ANOTHER BAG, ANOTHER DAY:
Creating a new lease on life in a new world
Published 2015, 228 pages
The author has had a colostomy since 2011, after years of suffering from Ulcerative Colitis and Diverticular Disease. This is the story of her personal journey and a sequel to her first book, Better WITH a Bag Than IN a Bag. It is “a true life tale of exploration of the human body and the adventure of the human spirit, that goes beyond survival to arrive at the gateway of a new world, a new life, a new normal.
DUCT TAPE WON’T STICK TO A LEAKY OSTOMY BAG!
One man’s fight against Crohn’s disease and cancer
Published 2015, 166 pages
This uplifting memoir, written in a conversational and humourous tone, recounts the author’s battle with Crohn’s disease and colorectal cancer. It was written more than 30 years after doctors gave him six months to live.

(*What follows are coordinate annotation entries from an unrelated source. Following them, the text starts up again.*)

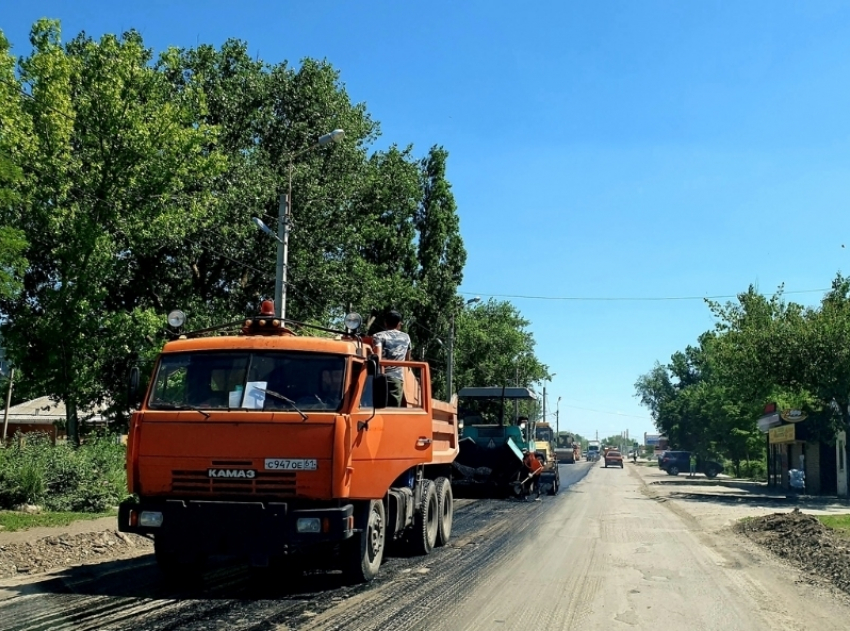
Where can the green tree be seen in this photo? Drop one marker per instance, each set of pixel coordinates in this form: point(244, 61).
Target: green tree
point(441, 254)
point(12, 137)
point(115, 165)
point(494, 347)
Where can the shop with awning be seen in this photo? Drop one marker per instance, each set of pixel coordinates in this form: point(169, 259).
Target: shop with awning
point(791, 445)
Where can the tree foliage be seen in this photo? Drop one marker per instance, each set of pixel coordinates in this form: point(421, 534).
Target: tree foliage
point(127, 185)
point(762, 349)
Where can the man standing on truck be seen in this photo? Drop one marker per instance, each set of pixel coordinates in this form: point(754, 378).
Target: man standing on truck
point(395, 345)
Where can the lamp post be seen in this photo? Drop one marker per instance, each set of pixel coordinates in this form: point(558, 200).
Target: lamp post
point(283, 222)
point(450, 349)
point(557, 418)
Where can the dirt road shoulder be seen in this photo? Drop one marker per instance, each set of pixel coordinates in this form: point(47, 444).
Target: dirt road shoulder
point(39, 550)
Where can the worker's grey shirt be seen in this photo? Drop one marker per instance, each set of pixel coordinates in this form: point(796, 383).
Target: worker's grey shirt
point(395, 345)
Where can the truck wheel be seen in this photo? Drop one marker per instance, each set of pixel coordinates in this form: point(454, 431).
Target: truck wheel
point(423, 535)
point(446, 502)
point(365, 550)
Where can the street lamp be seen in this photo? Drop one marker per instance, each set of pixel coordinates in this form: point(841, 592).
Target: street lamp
point(450, 350)
point(283, 221)
point(557, 417)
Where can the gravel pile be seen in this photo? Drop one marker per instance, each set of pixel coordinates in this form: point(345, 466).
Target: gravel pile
point(42, 555)
point(804, 541)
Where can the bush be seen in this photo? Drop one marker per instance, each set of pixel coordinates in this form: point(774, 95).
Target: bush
point(90, 478)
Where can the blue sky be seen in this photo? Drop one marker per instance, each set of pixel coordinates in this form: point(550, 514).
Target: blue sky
point(597, 150)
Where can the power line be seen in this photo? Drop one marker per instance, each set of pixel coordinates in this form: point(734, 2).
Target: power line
point(575, 407)
point(625, 299)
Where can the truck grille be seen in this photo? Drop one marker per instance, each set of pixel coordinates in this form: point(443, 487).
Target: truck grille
point(277, 483)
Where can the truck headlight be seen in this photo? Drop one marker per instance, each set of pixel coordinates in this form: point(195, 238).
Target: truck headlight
point(308, 524)
point(150, 519)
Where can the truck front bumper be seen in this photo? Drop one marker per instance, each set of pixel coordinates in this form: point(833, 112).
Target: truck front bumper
point(266, 528)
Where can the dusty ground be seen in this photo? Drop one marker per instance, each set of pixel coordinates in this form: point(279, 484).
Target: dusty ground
point(40, 550)
point(631, 549)
point(805, 542)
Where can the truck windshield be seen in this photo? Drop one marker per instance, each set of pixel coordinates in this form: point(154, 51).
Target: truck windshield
point(248, 380)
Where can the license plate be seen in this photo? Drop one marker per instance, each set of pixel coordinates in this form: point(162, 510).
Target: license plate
point(291, 464)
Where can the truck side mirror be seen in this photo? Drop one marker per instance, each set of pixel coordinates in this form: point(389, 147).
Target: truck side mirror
point(133, 386)
point(372, 365)
point(380, 391)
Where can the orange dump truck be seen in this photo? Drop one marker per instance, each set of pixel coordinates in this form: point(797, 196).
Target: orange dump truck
point(275, 446)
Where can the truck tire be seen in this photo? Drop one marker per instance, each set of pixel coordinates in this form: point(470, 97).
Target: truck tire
point(446, 502)
point(364, 552)
point(426, 521)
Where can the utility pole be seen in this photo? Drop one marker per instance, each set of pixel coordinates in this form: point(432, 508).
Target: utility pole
point(450, 351)
point(544, 402)
point(450, 358)
point(8, 403)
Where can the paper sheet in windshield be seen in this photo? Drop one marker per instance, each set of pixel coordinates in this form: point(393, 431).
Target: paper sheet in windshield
point(255, 395)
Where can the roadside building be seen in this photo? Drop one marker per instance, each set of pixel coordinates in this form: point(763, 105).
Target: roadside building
point(46, 416)
point(792, 445)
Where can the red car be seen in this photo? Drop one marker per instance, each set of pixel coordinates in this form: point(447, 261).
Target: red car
point(614, 459)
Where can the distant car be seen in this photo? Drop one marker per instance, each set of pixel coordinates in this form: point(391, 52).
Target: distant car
point(614, 459)
point(676, 462)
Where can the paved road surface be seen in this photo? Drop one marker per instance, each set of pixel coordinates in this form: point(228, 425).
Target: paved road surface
point(600, 555)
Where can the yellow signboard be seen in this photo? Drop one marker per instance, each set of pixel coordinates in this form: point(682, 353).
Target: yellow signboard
point(793, 416)
point(782, 434)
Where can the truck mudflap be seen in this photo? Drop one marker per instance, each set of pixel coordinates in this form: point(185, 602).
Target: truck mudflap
point(212, 527)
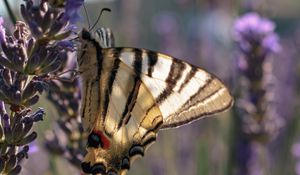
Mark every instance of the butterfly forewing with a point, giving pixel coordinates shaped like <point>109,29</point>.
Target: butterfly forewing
<point>129,94</point>
<point>182,92</point>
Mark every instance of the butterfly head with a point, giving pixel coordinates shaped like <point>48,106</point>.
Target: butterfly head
<point>89,54</point>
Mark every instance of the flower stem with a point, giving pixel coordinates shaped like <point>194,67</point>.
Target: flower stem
<point>10,12</point>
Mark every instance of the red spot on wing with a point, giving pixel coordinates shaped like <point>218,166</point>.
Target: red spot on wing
<point>104,140</point>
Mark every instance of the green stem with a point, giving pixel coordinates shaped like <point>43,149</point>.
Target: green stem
<point>10,12</point>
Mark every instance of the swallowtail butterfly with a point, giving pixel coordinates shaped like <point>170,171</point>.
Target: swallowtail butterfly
<point>129,94</point>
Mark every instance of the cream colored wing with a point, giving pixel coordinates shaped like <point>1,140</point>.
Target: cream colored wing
<point>182,92</point>
<point>129,124</point>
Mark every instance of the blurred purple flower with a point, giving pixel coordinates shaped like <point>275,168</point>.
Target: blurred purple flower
<point>71,10</point>
<point>252,30</point>
<point>2,30</point>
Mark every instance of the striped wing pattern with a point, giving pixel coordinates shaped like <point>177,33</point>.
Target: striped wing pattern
<point>129,94</point>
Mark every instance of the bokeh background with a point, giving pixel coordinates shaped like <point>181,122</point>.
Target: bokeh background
<point>199,32</point>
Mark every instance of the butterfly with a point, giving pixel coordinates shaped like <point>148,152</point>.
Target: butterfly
<point>129,94</point>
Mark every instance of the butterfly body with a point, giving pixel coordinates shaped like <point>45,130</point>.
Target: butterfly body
<point>129,94</point>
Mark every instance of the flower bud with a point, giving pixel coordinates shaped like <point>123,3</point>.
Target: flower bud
<point>15,170</point>
<point>4,61</point>
<point>29,90</point>
<point>29,138</point>
<point>31,101</point>
<point>2,164</point>
<point>11,163</point>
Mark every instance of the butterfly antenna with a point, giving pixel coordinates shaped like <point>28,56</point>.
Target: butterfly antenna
<point>99,16</point>
<point>87,16</point>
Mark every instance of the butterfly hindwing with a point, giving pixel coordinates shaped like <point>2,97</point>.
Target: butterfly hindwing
<point>129,94</point>
<point>131,118</point>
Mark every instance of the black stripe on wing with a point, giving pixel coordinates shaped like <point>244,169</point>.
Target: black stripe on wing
<point>174,75</point>
<point>130,103</point>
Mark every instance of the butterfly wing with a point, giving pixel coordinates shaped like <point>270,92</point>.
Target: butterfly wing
<point>182,92</point>
<point>127,121</point>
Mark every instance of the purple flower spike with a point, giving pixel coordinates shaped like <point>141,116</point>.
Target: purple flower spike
<point>252,31</point>
<point>71,10</point>
<point>2,30</point>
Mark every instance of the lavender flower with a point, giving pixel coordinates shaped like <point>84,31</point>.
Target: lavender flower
<point>251,31</point>
<point>2,31</point>
<point>71,12</point>
<point>257,117</point>
<point>36,51</point>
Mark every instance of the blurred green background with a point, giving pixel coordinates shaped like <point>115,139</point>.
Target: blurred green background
<point>200,32</point>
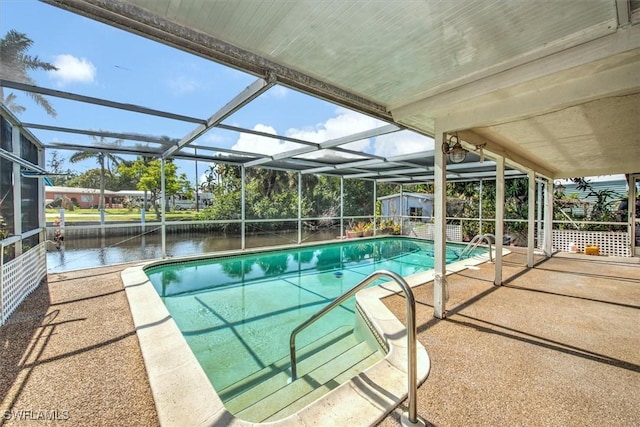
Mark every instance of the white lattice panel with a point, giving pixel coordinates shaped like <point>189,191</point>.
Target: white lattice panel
<point>20,277</point>
<point>426,231</point>
<point>609,243</point>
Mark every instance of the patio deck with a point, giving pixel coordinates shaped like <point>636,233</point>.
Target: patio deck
<point>558,344</point>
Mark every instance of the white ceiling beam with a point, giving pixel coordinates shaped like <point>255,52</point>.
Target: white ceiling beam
<point>492,148</point>
<point>623,40</point>
<point>612,82</point>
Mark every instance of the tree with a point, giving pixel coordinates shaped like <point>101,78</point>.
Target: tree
<point>55,166</point>
<point>15,65</point>
<point>106,161</point>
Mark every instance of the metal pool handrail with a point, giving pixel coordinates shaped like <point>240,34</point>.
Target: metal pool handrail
<point>411,332</point>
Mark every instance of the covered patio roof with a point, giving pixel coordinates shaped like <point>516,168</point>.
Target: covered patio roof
<point>554,87</point>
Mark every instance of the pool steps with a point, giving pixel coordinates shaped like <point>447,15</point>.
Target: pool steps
<point>324,365</point>
<point>282,365</point>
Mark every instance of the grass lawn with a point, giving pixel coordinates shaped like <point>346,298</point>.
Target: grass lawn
<point>123,214</point>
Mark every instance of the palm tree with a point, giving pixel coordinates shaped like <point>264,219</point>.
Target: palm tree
<point>15,64</point>
<point>107,161</point>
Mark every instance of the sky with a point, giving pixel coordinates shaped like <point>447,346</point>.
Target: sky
<point>94,59</point>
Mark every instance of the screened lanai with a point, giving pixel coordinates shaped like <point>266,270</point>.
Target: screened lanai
<point>549,92</point>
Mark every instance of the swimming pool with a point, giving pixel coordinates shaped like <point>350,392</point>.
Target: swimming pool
<point>237,312</point>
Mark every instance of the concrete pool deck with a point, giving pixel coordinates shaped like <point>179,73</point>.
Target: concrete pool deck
<point>558,344</point>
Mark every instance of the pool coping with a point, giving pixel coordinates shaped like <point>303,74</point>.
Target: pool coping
<point>184,395</point>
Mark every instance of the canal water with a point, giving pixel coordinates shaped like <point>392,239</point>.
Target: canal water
<point>79,253</point>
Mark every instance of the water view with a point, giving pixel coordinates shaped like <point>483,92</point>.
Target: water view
<point>79,253</point>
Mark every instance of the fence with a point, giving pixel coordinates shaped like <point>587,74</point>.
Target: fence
<point>19,277</point>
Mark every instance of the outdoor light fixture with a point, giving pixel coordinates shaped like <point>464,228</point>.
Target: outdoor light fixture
<point>455,151</point>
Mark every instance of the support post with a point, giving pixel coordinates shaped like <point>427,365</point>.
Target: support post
<point>439,238</point>
<point>539,218</point>
<point>243,211</point>
<point>375,206</point>
<point>17,190</point>
<point>299,207</point>
<point>548,218</point>
<point>341,207</point>
<point>163,207</point>
<point>499,219</point>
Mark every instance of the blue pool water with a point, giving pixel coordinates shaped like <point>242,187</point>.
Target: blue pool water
<point>237,312</point>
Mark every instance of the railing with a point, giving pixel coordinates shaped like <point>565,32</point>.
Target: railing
<point>411,333</point>
<point>473,244</point>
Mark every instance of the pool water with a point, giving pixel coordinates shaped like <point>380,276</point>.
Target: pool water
<point>237,313</point>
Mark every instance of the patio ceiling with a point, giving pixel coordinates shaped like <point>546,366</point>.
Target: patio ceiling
<point>552,86</point>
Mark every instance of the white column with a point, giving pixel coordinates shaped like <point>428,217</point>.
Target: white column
<point>439,237</point>
<point>299,207</point>
<point>17,189</point>
<point>548,218</point>
<point>539,217</point>
<point>163,202</point>
<point>531,218</point>
<point>480,209</point>
<point>341,207</point>
<point>375,205</point>
<point>243,213</point>
<point>499,219</point>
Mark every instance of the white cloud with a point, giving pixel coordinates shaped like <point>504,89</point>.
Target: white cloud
<point>278,92</point>
<point>403,142</point>
<point>182,85</point>
<point>73,70</point>
<point>261,144</point>
<point>345,123</point>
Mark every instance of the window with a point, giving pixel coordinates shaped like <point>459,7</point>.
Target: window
<point>415,212</point>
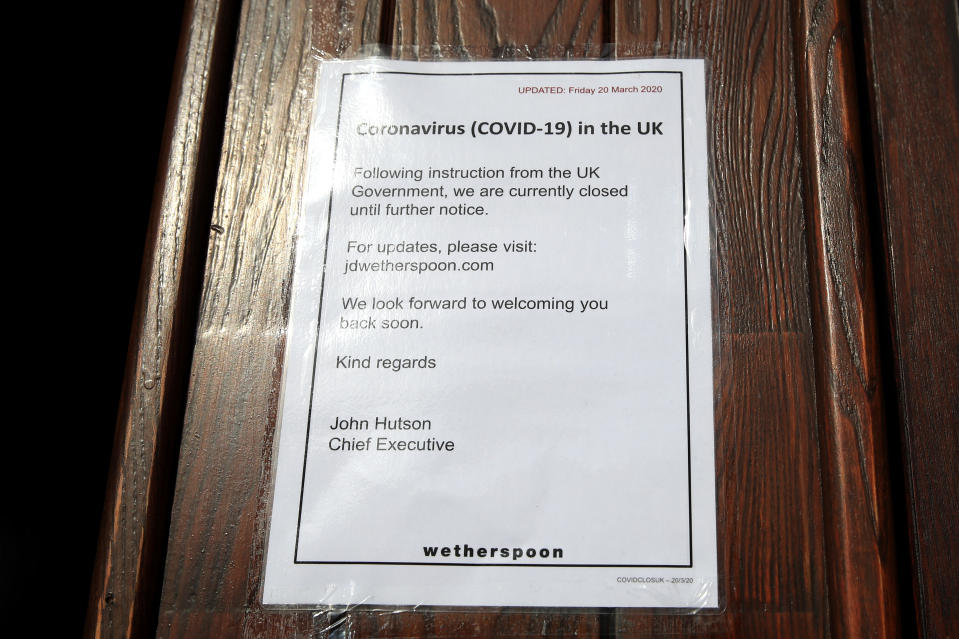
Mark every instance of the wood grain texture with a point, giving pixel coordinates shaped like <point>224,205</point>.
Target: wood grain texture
<point>858,518</point>
<point>128,569</point>
<point>498,29</point>
<point>214,560</point>
<point>801,479</point>
<point>770,521</point>
<point>912,64</point>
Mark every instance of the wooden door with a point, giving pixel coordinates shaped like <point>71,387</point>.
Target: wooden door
<point>805,476</point>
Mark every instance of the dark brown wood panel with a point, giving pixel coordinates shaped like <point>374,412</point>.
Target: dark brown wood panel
<point>215,554</point>
<point>858,517</point>
<point>464,29</point>
<point>128,569</point>
<point>912,65</point>
<point>772,558</point>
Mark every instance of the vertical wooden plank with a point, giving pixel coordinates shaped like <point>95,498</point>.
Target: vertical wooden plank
<point>772,557</point>
<point>912,65</point>
<point>216,544</point>
<point>125,590</point>
<point>858,516</point>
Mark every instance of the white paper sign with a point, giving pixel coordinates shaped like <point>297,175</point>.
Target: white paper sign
<point>498,378</point>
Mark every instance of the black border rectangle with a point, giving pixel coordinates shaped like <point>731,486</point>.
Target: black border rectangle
<point>682,106</point>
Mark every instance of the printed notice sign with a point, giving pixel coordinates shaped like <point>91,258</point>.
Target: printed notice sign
<point>497,388</point>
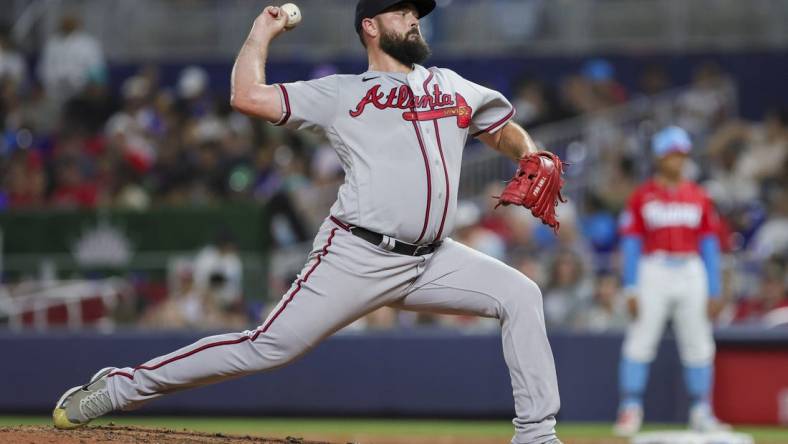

In telling his story of his lifelong struggle, the author hopes to inspire others to keep fighting. “Living out one’s dreams is not nearly as important as dreaming to live.”
I’D LIKE TO BUY A BOWEL PLEASE!
Ostomy A to Z
Published 2006, 191 pages
This book is based on the author’s own personal experience “and many shared stores with health professionals, ostomates, and their loved ones.” She has travelled across the United States speaking at conferences about humor and healing from the patient’s perspective.
IT’S IN THE BAG AND UNDER THE COVERS:
Stories of dating, intimacy, sex & caregiving about people with ostomies
Published 2018, 220 pages
This helpful book is a compendium of “real stories by real people.” It was written by an ostomate who volunteered as a visitor to new ostomy patients, many of whom “bravely shared the difficulties and the ability to overcome the challenges and live more positively.”
MY OTHER BAG’S A PRADA:
Quick and Dirty Tips for Surviving an Ileostomy
Published 2016, 158 pages
This is a practical guide for daily living with an ileostomy, written by an ileostomate with a strong sense of humour. The author, a former scientist, was diagnosed with Crohn’s Disease in 2016. As she says on the back cover, “If you’d rather suffer blow-outs and bagastrophies, have no sense of humor about your stoma, and hate puppies and sunshine, DON’T BUY THIS BOOK!”
THE OSTOMY BOOK:
Living comfortably with Colostomies, Ileostomies, and Urostomies
Published 2008, 334 pages
The first edition of this book was written in 1980 by a colostomate and her daughter, a certified oncology nurse. At the time, it was believed to be the first book for the general reader about the practical realities of living with an ostomy – and it’s still relevant. This is the 3rd edition, updated by the daughter after her mother passed away.
THE OSTOMY LIFE
Published 2016, 45 pages
The author of this book has had an ostomy since he was 3 weeks old, after being diagnosed with Hirschsprung’s Disease. So when he writes about a life with ostomy, he knows what he’s talking about. He’s had one for as long as he can remember and wrote this book to share what he’s learned – including “don’t forget to live your life as much as you can.”
THE OSTOMY RAFT:
Practical tips for living with an ileostomy or colostomy, from others in the same boat
Published 2019, 208 pages
This is an easy-to-read, well-illustrated self-help book for people with bowel ostomies. It contains helpful, realistic advice drawn from the personal experiences of the author and countless other ostomates who’ve made this same journey before you.
UNICORN FARTS AND GLITTER:
Quick and Dirty Tips for Surviving a J-Pouch
Published 2016, 124 pages
By the author of My Other Bag’s a Prada, this is another humorous-but-pragmatic guide – this time with tips daily living with a J-Pouch. Based on the author’s first-hand experience, this is a “non-medical perspective about what to expect from your j-pouch and how to manage it successfully.”